"Andre Norton - Witch World - Lore of the Witch World" - читать интересную книгу автора (Norton Andre)

There was a hatch well tamped down, roped shut. He drew belt knife to
slash the fastening.

"Ho!" His voice rolled hollowly into the dark beneath him. "Anyone
below?"

A thin cry answered, one which might issue from the throat of a
seabird such as already coasted over the subsiding surface of the sea on
hunt for the bounty of the storm. Yet he thought not. Gingerly, favoring
his stiff leg, the smith lowered himself into the stinking hold. What he
found there made him retch, and then heated in him dull anger against
those who had mastered this vessel. She had been a slaver, such as
Rannock's men had heard tell ofтАФdealing in live cargo.
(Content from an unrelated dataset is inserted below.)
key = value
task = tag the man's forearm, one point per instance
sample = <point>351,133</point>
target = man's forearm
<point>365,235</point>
Of that cargo, only one survived. Her, Herdrek carried gently from the
horror of that prison. A little maid, her small arms no more than skin
slipped glovelike on bones, her eyes great, gray and blankly open. Ingvarna
took the strange child from the smith as one who had the authority of clan
and home hearth, wrapping the little one's thin, shivering body in her own
warm cloak.

From whence Dairine came those of Rannock never learned. That
slavers raided far was no secret Also, the villagers soon discovered the
child was blind. Ingvarna, though she was a Wise One, greatly learned in
herbs and spells, the setting of bones, the curing of wounds, shook her
head sadly over that discovery, saying that the child's blindness came from
no hurt of body. Rather, she must have looked upon some things so
horrible that thereafter her mind closed and refused all sight.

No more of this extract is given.